A doctor thought brain surgery might be the only thing that could help. That's when a friend of Jessica's asked if they'd ever tried medical marijuana. Jessica initially dismissed the thought.
"In all honesty, my husband and I were very conservative, we voted against it in 2010 we didn't think it had any medicinal value what so ever, so when I heard about this I was kind of in shock," explained Jessica.
But she started doing research, reaching out to other parents that were treating their kids with similar symptoms with cannabis.
"It has that stigma surrounding it and so I was like, yeah, this is a drug, this is what I learned about in dare, so no to drugs, this is right there with it, but on the other note, I feel like I've tried so much for her, so why wouldn't I look into at least something that had more possibility and give it a chance, you know," said Jessica.
Emma started taking cannabis when she was 9 and a half years-old.

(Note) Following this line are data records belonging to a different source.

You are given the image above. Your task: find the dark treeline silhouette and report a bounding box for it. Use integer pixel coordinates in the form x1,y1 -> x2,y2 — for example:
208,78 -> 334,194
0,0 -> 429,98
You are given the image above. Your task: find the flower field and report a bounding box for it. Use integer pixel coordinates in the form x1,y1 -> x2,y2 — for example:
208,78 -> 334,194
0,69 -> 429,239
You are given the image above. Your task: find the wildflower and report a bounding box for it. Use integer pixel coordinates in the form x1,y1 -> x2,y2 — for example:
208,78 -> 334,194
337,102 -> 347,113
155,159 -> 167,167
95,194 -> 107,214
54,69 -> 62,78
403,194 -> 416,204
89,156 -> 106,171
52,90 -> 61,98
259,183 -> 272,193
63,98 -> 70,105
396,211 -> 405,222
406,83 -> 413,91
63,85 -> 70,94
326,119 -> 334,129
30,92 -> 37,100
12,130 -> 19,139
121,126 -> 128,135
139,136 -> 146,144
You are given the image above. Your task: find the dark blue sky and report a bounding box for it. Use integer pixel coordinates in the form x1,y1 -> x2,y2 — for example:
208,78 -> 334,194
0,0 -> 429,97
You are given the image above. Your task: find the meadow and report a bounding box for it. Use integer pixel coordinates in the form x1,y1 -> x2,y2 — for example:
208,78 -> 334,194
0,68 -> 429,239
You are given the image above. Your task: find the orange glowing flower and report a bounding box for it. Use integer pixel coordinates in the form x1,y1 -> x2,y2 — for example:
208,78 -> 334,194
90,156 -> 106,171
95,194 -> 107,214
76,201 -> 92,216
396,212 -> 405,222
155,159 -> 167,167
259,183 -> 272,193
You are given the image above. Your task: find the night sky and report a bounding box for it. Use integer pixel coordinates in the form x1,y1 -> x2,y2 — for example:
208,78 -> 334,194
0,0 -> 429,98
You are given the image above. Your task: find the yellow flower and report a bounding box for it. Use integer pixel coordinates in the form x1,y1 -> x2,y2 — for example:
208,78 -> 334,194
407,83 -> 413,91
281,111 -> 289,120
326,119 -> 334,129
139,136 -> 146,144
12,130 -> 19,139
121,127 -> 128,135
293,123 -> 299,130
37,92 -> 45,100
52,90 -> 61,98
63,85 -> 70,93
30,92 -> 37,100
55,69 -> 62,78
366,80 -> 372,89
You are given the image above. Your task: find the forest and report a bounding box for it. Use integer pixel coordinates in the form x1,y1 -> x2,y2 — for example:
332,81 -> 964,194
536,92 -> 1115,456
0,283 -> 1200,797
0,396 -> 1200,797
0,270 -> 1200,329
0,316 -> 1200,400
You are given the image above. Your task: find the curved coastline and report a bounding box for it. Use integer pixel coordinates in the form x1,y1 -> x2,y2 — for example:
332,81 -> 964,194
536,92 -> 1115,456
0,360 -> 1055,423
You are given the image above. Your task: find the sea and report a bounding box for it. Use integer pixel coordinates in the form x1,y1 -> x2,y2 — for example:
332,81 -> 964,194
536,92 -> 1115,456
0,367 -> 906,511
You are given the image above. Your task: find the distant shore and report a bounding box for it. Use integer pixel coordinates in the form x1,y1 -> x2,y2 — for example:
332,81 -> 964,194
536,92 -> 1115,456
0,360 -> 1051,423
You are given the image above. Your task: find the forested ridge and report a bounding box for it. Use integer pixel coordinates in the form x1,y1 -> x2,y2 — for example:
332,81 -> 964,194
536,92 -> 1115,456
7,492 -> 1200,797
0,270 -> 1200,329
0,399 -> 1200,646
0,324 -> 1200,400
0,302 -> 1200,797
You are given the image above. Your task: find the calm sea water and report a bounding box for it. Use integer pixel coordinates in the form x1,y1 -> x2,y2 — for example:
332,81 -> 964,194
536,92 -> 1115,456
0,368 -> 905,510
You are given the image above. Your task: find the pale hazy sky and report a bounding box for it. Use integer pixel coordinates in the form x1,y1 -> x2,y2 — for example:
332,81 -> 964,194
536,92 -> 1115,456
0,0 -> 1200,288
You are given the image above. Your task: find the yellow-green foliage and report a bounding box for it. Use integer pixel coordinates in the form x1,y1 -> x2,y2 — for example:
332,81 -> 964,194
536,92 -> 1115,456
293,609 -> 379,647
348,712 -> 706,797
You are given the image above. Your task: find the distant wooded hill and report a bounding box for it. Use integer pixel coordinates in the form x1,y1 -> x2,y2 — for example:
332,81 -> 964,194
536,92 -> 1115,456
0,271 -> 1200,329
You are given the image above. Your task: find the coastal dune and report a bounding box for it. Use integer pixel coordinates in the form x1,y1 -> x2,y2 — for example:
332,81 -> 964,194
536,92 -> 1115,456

"She had stopped having daytime seizures once we went gluten-free, it was crazy and then I introduced cannabis and she stopped having nighttime seizures and she went a period of two years only having one seizure, it was phenomenal," says Jessica.
Jessica spends about half an hour every week carefully measuring out and stuffing Emma's cannabis into capsules for the week ahead.
"Western medicine is great and doctors are fantastic and I feel like there is a good balance between western and eastern and I was kind of set out to find that balance," explained Jessica.
Emma is still one some pharmaceuticals, but the family credits the marijuana in stopping the seizures.
"If somebody wants to speak negatively about our journey and our struggles, that's fine, they're not walking in our shoes so I really don't care if people have negative things to say," says Jessica. "My goal is just to share stories and just provide encouragement and education and hopefully some inspiration."
Jessica has become such a believer in using cannabis for medical purposed, she has actually started working in the medical marijuana industry.